The Inistioge George Brown Memorial Committee
Chairperson: Tom O’Neill
Secretary: Joseph Doyle
Treasurer: John Walsh
Public Relations: Amanda Richards
Committee: Terry Bannon, Davy O’Dwyer, Martin Gahan, Michael Harkin, Jerry Malone.
The Spanish Civil War raged from 1936 to 1939 between the supporters of the democratically elected government and elements of the army under the leadership of General Franco. The opportunity was seized upon by the Fascist powers in Europe as a theatre of experiment for the greater struggle to come. This clash of ideologies between Democracy and Fascism and an unwillingness of European democratic powers to intervene ensured that private individuals from many European countries and from other parts of the world would flock to Spain in defence of the republic. One such man was George Brown.
George Brown, whose father and mother came from Inistioge and Tullogher respectively was born in Inistioge in November 1906 but raised in Manchester to where his parents had emigrated. Like most working-class children George had an ordinary elementary school education and from the age of fourteen had a variety of jobs with spells of work in factories, with Manchester Corporation and as a labourer on a number of building sites, along with intermittent bouts of unemployment characteristic of the period. It was the General Strike of 1926 that consolidated his interest in politics and led to his joining the British Communist Party. As he grew in political maturity, so he grew in popularity and soon he became a well known figure in the Manchester Labour Movement. On a number of occasions he was one of the Communist candidates at the Municipal Elections. In the 1934 elections his election agent was an attractive young woman, Evelyn Mary Taylor. By the time George left for Spain in January 1937, they had married.
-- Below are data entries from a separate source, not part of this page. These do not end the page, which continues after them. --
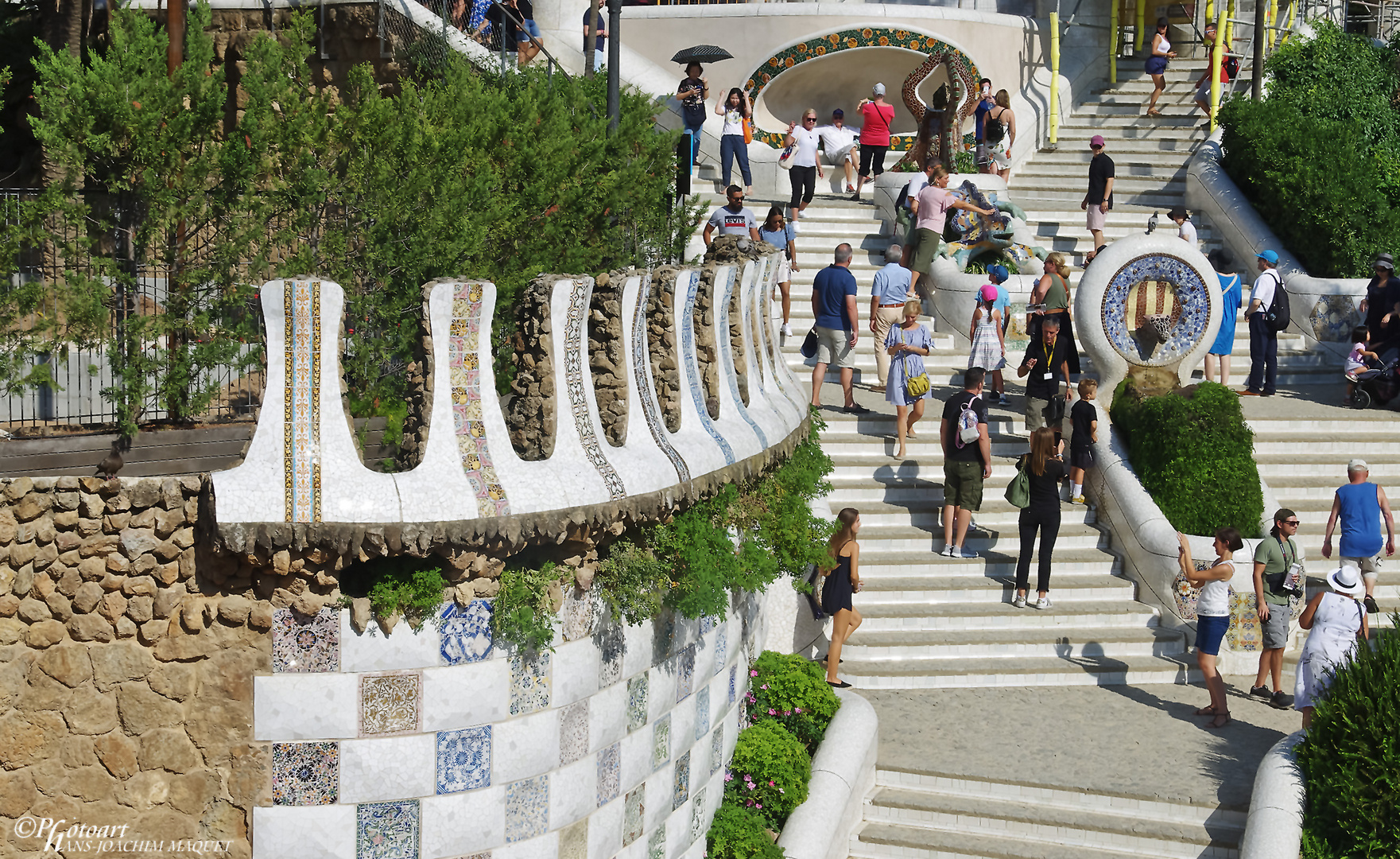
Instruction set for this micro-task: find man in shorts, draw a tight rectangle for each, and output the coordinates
[812,243,870,415]
[1321,460,1396,614]
[1249,509,1303,709]
[1080,134,1113,248]
[938,367,991,558]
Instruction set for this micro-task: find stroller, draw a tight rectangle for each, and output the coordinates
[1347,355,1400,409]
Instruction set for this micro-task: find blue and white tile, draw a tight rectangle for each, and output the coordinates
[436,725,491,793]
[340,611,441,671]
[254,674,360,740]
[252,804,355,859]
[491,710,559,785]
[506,775,550,844]
[549,756,598,830]
[340,734,436,803]
[423,659,511,730]
[438,600,494,666]
[421,785,506,859]
[355,799,421,859]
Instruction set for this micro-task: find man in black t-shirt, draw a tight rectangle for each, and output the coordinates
[938,367,991,558]
[1016,315,1074,433]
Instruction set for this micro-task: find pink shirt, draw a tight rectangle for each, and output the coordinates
[914,185,955,235]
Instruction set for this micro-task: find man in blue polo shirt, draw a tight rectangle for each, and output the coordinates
[812,243,870,415]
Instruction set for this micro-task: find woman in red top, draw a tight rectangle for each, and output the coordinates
[851,84,894,200]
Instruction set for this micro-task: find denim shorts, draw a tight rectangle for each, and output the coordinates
[1196,615,1229,656]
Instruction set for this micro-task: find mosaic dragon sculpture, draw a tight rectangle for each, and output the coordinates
[940,180,1049,274]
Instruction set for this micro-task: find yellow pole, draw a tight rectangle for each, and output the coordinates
[1109,0,1123,84]
[1211,11,1229,134]
[1050,13,1060,149]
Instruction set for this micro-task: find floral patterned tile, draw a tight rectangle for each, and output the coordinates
[506,774,549,844]
[671,751,690,811]
[622,783,647,846]
[651,713,671,772]
[436,725,491,793]
[355,799,419,859]
[511,653,550,716]
[598,743,622,807]
[438,600,491,666]
[272,605,340,674]
[627,674,647,734]
[272,743,340,806]
[559,698,588,767]
[360,671,423,736]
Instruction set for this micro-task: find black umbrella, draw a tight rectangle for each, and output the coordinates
[671,45,734,64]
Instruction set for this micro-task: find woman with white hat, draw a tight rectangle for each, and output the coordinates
[1293,565,1369,729]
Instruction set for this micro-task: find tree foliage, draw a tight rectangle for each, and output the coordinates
[1220,21,1400,278]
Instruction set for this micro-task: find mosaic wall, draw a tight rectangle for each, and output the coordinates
[254,594,758,859]
[1103,254,1211,367]
[743,26,980,151]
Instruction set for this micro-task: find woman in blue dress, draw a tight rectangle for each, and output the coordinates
[885,298,934,460]
[1205,250,1240,386]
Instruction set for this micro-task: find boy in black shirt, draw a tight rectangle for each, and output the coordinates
[1069,379,1099,504]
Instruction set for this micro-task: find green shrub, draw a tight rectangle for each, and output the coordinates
[1110,381,1264,535]
[706,803,782,859]
[747,650,841,754]
[1297,614,1400,859]
[723,721,812,830]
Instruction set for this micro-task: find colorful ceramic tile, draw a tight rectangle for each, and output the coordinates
[436,725,491,793]
[677,644,696,703]
[511,651,550,716]
[355,799,419,859]
[598,743,622,806]
[272,605,340,674]
[438,600,491,666]
[696,686,710,740]
[651,713,671,772]
[671,751,690,811]
[360,673,423,736]
[559,698,588,767]
[506,774,549,844]
[272,743,340,806]
[627,673,647,734]
[622,783,647,846]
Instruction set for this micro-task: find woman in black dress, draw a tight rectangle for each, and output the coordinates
[822,507,861,690]
[1012,426,1065,608]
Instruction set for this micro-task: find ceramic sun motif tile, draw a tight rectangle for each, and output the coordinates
[355,799,419,859]
[360,673,423,736]
[272,605,340,674]
[438,600,491,666]
[506,775,549,844]
[511,653,550,716]
[272,743,340,806]
[436,725,491,793]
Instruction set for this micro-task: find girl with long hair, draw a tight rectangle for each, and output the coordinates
[1176,526,1245,727]
[1010,426,1067,608]
[822,507,861,690]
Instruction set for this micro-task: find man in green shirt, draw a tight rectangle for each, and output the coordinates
[1249,509,1302,709]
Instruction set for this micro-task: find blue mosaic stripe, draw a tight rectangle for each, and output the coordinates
[718,266,769,450]
[681,272,734,465]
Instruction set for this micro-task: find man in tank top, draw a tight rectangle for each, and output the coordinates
[1321,460,1396,614]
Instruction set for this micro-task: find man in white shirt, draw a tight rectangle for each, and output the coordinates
[816,108,861,193]
[1239,251,1280,397]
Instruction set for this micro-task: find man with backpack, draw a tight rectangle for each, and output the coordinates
[1239,251,1288,397]
[938,367,991,558]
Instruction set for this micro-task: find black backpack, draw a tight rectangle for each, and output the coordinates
[1264,269,1291,331]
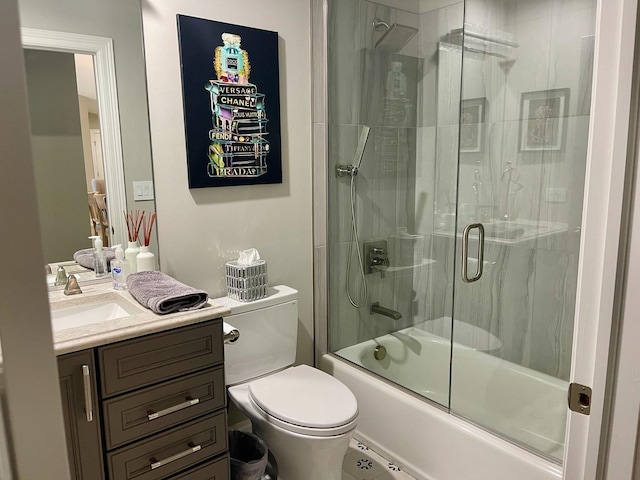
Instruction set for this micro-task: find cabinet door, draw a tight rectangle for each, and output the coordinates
[58,350,104,480]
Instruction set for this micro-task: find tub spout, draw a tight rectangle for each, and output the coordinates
[369,302,402,320]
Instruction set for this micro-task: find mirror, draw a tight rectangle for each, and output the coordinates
[19,0,158,273]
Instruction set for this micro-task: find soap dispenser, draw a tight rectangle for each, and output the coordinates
[111,245,131,290]
[89,236,107,277]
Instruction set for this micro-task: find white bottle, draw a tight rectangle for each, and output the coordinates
[111,245,130,290]
[93,237,107,277]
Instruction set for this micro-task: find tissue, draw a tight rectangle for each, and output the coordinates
[238,248,260,266]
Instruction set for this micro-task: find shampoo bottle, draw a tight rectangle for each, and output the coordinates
[111,245,130,290]
[93,237,107,277]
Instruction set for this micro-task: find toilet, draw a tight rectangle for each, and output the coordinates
[224,285,358,480]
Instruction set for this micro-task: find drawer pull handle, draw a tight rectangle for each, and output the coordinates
[147,398,200,421]
[82,365,93,422]
[151,443,202,470]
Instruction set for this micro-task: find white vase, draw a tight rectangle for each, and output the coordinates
[136,245,156,272]
[124,241,140,273]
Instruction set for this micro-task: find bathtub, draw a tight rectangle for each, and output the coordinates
[320,320,568,480]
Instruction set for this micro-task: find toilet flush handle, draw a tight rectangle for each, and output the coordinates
[222,322,240,343]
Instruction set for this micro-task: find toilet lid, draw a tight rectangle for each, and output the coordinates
[249,365,358,428]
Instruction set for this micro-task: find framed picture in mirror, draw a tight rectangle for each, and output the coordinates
[518,88,569,152]
[460,97,487,153]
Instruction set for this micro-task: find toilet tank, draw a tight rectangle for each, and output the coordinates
[221,285,298,385]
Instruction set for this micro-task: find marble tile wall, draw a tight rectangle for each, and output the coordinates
[314,0,595,378]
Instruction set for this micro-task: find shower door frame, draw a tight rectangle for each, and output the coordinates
[563,0,637,480]
[311,0,637,480]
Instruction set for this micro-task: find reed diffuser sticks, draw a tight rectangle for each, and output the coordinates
[140,212,156,247]
[122,210,144,242]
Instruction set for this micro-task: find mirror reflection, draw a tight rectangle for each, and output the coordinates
[19,0,158,279]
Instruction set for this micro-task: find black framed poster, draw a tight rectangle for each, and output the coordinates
[177,15,282,188]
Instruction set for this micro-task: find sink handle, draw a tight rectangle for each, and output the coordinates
[64,275,82,295]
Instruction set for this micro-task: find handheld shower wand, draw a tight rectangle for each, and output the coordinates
[336,126,371,177]
[336,126,371,308]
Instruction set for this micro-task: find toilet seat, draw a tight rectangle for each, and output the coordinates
[248,365,358,436]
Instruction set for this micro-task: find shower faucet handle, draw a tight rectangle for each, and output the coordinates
[336,165,358,177]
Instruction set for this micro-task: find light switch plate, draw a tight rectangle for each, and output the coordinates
[133,181,153,202]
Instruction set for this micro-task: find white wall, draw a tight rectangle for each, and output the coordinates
[143,0,313,363]
[0,0,69,480]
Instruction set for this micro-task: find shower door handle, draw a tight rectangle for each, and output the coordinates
[462,223,484,283]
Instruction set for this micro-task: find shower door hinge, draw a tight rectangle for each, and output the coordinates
[569,383,591,415]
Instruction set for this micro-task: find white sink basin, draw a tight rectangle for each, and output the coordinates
[51,295,135,331]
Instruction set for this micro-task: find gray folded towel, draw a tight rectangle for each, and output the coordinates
[127,271,209,314]
[73,247,116,272]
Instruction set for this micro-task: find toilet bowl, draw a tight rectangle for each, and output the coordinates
[224,286,358,480]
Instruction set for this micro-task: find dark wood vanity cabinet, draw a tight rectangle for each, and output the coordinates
[60,319,229,480]
[58,350,104,480]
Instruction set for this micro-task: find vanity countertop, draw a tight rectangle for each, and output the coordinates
[49,282,230,355]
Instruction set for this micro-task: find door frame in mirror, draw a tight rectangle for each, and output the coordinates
[21,27,128,245]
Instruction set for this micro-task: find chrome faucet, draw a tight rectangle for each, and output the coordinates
[64,275,82,295]
[53,265,67,287]
[369,302,402,320]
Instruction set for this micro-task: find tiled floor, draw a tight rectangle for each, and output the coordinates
[342,439,414,480]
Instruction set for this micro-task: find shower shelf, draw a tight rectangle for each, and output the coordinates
[386,258,437,273]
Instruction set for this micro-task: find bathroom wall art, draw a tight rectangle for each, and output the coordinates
[177,15,282,188]
[519,88,569,152]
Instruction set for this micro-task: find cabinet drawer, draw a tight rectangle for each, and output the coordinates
[102,366,226,450]
[107,411,227,480]
[98,320,223,398]
[171,455,231,480]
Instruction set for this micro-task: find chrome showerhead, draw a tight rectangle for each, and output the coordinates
[373,18,418,53]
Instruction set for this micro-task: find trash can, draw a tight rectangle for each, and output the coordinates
[229,430,269,480]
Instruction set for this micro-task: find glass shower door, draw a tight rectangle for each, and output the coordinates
[450,0,596,462]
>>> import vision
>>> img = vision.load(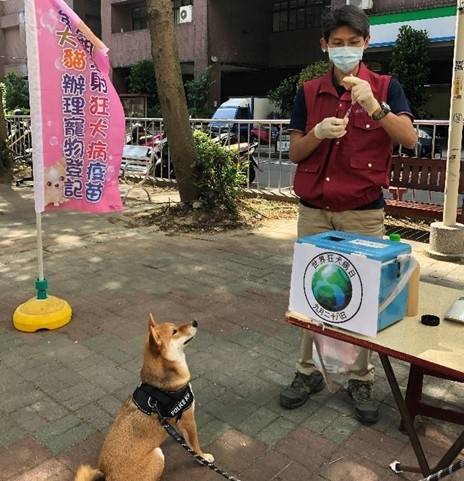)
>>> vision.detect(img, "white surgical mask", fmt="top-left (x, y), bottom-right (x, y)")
top-left (329, 47), bottom-right (364, 73)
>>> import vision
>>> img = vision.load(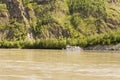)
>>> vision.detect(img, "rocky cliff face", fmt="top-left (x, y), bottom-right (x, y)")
top-left (0, 0), bottom-right (120, 40)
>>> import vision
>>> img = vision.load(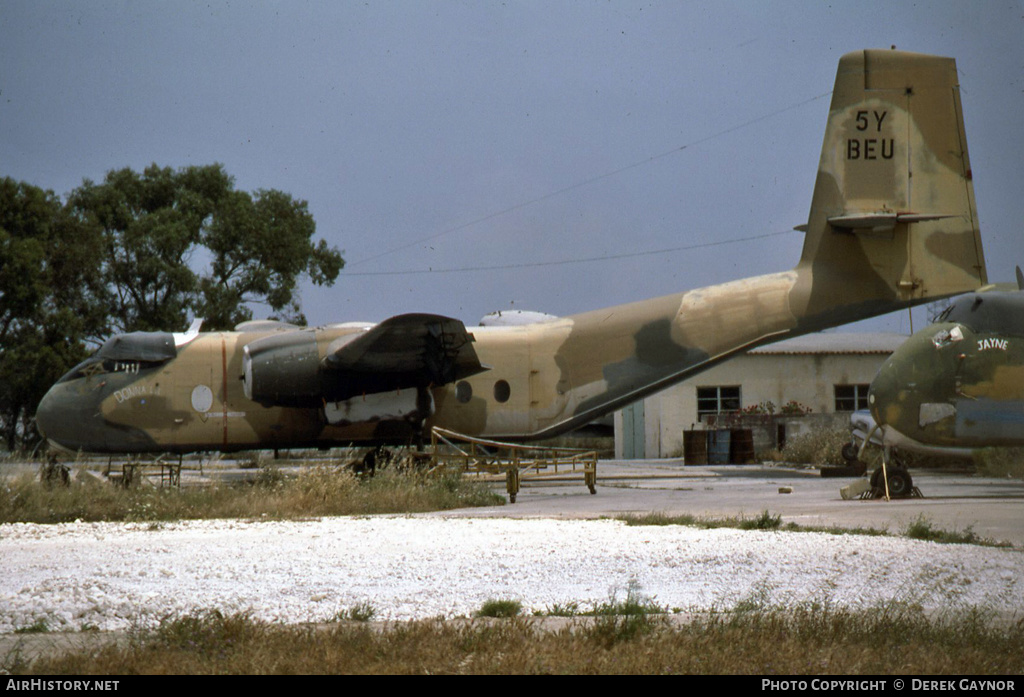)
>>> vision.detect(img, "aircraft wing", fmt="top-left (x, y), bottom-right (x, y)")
top-left (322, 313), bottom-right (489, 392)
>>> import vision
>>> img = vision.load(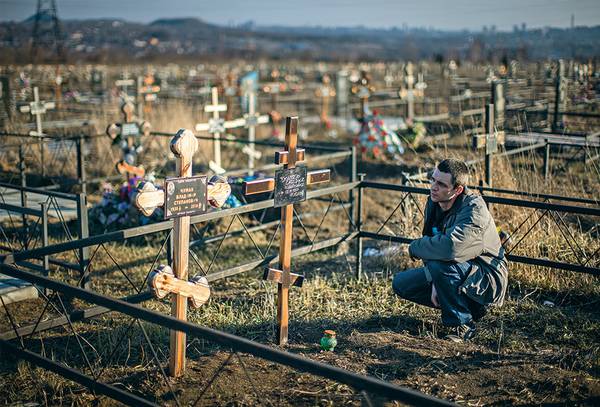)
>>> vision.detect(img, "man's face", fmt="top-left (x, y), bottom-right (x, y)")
top-left (430, 168), bottom-right (463, 202)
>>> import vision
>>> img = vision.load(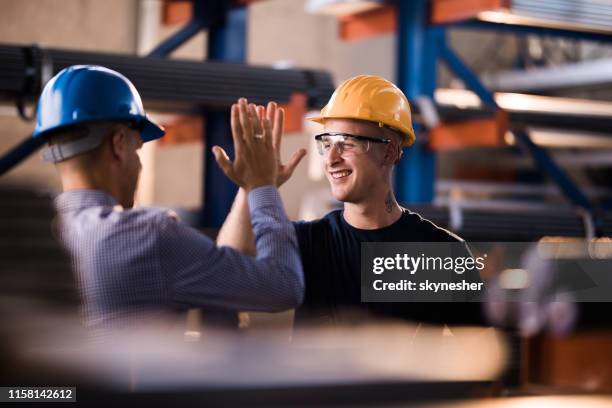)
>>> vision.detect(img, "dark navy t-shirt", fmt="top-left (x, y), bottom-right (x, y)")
top-left (294, 209), bottom-right (484, 325)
Brown was one of more than five hundred Volunteers from Britain who went to Spain. After some rudimentary training he was posted to the front line as a soldier in the Fifteenth International Brigade and made the ultimate sacrifice at the Battle of Brunete on 6 July 1937 along with almost three hundred other British Volunteers. In recent years the sacrifices of many of these International Volunteers have been recognised not only by the Spanish Government but also in their native countries. In this Ireland has been no exception. Monuments have been erected to individuals killed in action such as Tommy Patten on Achill Island, to Mick Lehane in Kilgarvan, to Kit Conway in Burncourt (Tipperary), and to the poet Charlie Donnelly in Coalisland. Recognition has also been given to those Volunteers from Belfast and Dublin, and, closer at hand, to the eleven men from Waterford who served in Spain. The efforts of these private citizens to uphold democratic rights when governments in their own countries thought it more expedient to look the other way are at long last being acknowledged.
It is against this background that the Inistioge George Brown Memorial Committee was formed. A number of projects were quickly agreed upon. A donation of six olive trees was made to the gardens at Woodstock. These were planted as a small grove in the area between the restored glasshouse and the tea-rooms and a plaque in the grove commemorating George Brown and three other Kilkenny Volunteers – Michael Brown, Seán Dowling and Michael Brennan – all of whom returned from Spain was unveiled by Committee Chairman, Paddy Murphy, on 30 January last. It is planned that on the weekend 27-29 June a number of events will take place in the village to which all are invited, with surviving members of the International Brigade and dignitaries from Manchester along with local politicians expected to attend. A number of lectures on the Spanish Civil War will be given, a monument will be unveiled, a commemorative booklet will be produced, and social events will be organised. The Committee is conscious of the fact that much remains to be done in the short time available and would welcome offers of help from all interested. Recently, three members of the Committee visited the Working Class Movement Library in Salford, Manchester and uncovered much hitherto unknown material on George Brown. This will help the planned publication provide new and useful insights into the man and his times. Most poignant among this material were the letters of his mother, Mary Lackey, formerly of Tullogher, who wrote: ‘I am proud of my son and the only thing that is keeping me up is that he died for the cause of freedom and anti-Fascism, in which he believed till his last breath’.